Expenditures for today’s seniors have generally grown less than 1 percent per year, but the allocation of spending on goods and services has changed significantly, according to the recent study by the National Center for Policy Analysis. For example, data from the Federal Reserve Survey of Consumer Finances finds that since 1989, the percentage of 65-74 year-olds reporting a mortgage or home equity loan payment has increased from 21 percent to nearly 37 percent in 2010. For seniors 75 years and up, the percentage of mortgage or home equity loan holders increased from just 6 percent to 21 percent during the same period.

Interest payments in 2012 were 4.3 percent of overall expenditures for seniors, up from 2.7 percent of expenditures in 1990. Considering that mortgage interest rates have been at an all-time low, “this expenditure represents a small but troubling share,” the NCPA report states. Overall housing expenses, too (including maintenance, property taxes, insurance and mortgage interest) are the largest category of expenditures for seniors, comprising 32.8 percent of expenditures for 54-74 year-olds, and 36.7 percent for those at least 75 years-old.

While health care costs are substantial and the primary retirement concern of even high net worth households (according to a recent Spectrem’s Millionaire Corner survey), this is the fourth category of spending for seniors (11.4 percent of expenditures) and the second for those age 75 and up (14.7 percent). These expenditures include out-of-pocket costs for doctor visits, treatments and lab tests, medical equipment, prescription and over-the-counter drugs and supplemental insurance premiums.
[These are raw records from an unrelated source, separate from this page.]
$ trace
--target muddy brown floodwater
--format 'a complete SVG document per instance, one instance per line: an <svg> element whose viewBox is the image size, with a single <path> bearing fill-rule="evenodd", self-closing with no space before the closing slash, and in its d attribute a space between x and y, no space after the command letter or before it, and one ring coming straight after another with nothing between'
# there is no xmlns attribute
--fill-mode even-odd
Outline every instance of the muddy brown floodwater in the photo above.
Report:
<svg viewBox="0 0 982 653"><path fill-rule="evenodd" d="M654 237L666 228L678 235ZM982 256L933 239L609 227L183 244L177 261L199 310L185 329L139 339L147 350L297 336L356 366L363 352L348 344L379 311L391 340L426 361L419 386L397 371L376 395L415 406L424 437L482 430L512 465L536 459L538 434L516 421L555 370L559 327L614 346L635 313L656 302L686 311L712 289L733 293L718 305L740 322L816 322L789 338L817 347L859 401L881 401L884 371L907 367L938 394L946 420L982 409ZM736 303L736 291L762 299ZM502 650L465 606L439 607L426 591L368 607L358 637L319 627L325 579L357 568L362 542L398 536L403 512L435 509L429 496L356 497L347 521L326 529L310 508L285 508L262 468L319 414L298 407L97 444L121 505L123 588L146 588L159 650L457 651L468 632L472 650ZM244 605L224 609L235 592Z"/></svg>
Total health care expenditures only increased slightly, from 14.4 percent of expenditures in 1990 to 14.7 percent in 2012.

It is perhaps a reflection of the baby boomer ethos of keeping engaged and remaining vital during retirement, the NCPA reports finds that they are spending more on hobbies and non-essentials than they did in 1990. For 65-74 year-olds, two of the five fastest-growing expenditures categories are miscellaneous entertainment and pets and hobbies. Similarly, the fastest-growing expenditure category for 65-74 year-olds is education.

These retirees literally want to stay in the driver’s seat. Seniors are driving longer, and both baby boomers and seniors report a growth in new and used car and truck expenditures.

The report cautions of a financially perilous retirement brought on by increases in discretionary and recreational purchases coupled with increased debt in the form of mortgages and credit cards and decreased opportunities for guaranteed income such as company pensions.